Three years ago, when Sen. Gary Hart (D-Colo.) began what seemed a quixotic quest for the 1984 Democratic presidential nomination, he told reporters that there was good reason for him to ignore the odds and move so early.
"By 1988," he would say, "the woods will be full of Gary Harts."
What Hart discerned quite accurately and earlier than most was that the decade of the '80s would be a time of generational change for the Democratic Party. If he didn't stake an early claim to speak for that new generation, Hart knew, others would be ready and willing to appoint themselves its leader.
So far, Hart's strategy has worked. While he could not wrest the 1984 nomination from Walter Mondale, he ran well enough to secure a higher name recognition and a bigger corps of supporters than any other Democratic hopeful going into 1988. On the surface, Hart's announcement last week that he will not run for reelection in Colorado this year can be read as a sign of confidence on his part that the bold gamble of 1983 will finally pay off in a presidential nomination.
Why else would he give up his Senate seat? Well, there are three reasons, and each of them, I think, indicates underlying weakness rather than strength.

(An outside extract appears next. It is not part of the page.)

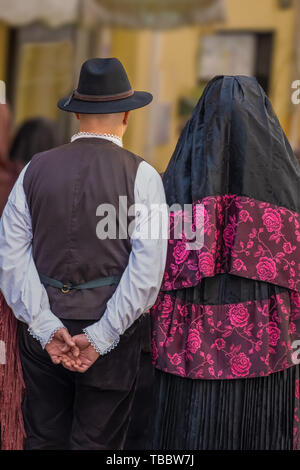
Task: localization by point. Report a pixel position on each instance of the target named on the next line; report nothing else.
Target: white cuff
(44, 326)
(100, 339)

The first is financial. Hart is carrying a $3.4 million debt from 1984 and, despite strenuous efforts, was able to pare it by only $900,000 last year. To pay it off, raise a couple million more for the Colorado Senate race and then plunge immediately in 1987 into financing another presidential bid might have overreached his abilities -- especially since he has refused since 1983 to accept political action committee contributions.
The second reason is political. The Colorado Senate race offered little likelihood of producing an impressive victory and some risk of outright defeat. Hart won by only 19,206 votes in 1980 in his pro-Reagan state. The latest public poll, a December survey for The Denver Post, gave Hart only a 47 percent approval rating. That was 22 points below that for his colleague, Sen. Bill Armstrong (R-Colo.), who may have presidential notions of his own.
A close victory would do Hart no good for 1988, especially when potential Democratic rival Mario M. Cuomo is looking at a likely landslide in his reelection race as governor of New York. And with the poll showing Hart holding no more than 54 percent of the vote against any of three little- known Republican challengers, the risk of a loss could not be dismissed.
Third, Hart clearly thinks that he has a better chance to achieve distinction in the next two years by campaigning around the country than by working in the Senate -- which has not been particularly hospitable to his "new ideas."
Only Jesse Jackson among the 1984 Democratic contenders is likely to face Hart in the 1988 primaries and caucuses. But Hart can hear the footsteps of Cuomo and half-a-dozen other governors and members of Congress (all encouraged by the early withdrawal of Ted Kennedy) racing toward the 1988 starting line.
To hold the advantage he gained by running in 1984, Hart clearly figures he has to be the first nearly full-time campaigner for 1988. But there is real risk in this decision. In seeking to isolate himself once again from his competitors, in abandoning his electoral base in Colorado and his institutional base in the Senate, Hart may simply dramatize what an isolated political figure he is.
Hart is the most introspective and intellectual presidential contender since Jimmy Carter. Aloofness, not mental flabbiness, has always been his real vulnerability as a politician. Mondale was taking a cheap shot when he implied, during the primaries of 1984, that Hart was a "Gary-come-lately" to the fight for social justice or disarmament. Even more dubious was his challenge to Hart's "new ideas" theme with the taunting question, "Where's the beef?" Hart has applied himself to major issues of defense and economic policy as assiduously as anyone in the Democratic Party.
Yet Mondale's near-desperation tactics in 1984 worked. Why? Because almost no one came forward to defend Hart, the man who was then leading the chase for the Democratic nomination and threatening Ronald Reagan in the polls. No one of significant political stature and credibility felt the loyalty to Hart to refute those charges.
Equally significant was the fact that during that winter of 1984, when Hart was the hottest politician in America, you could just about count on your fingers the number of other elected officials who boarded his bandwagon. After nearly 10 years in the Senate, he was endorsed by three of his colleagues -- two of them as their second choices.
Even today, Hart's reputation among his colleagues is as a man of ideas, armed with some important skills in grass-roots political organizing, but essentially a loner. He has never achieved, or really worked hard to gain, acceptance by his peers in Congress as their leader or spokesman.
That is the third reason he is leaving the Senate, and, like the others, it reflects the vulnerability, not the inevitability, of his presidential bid.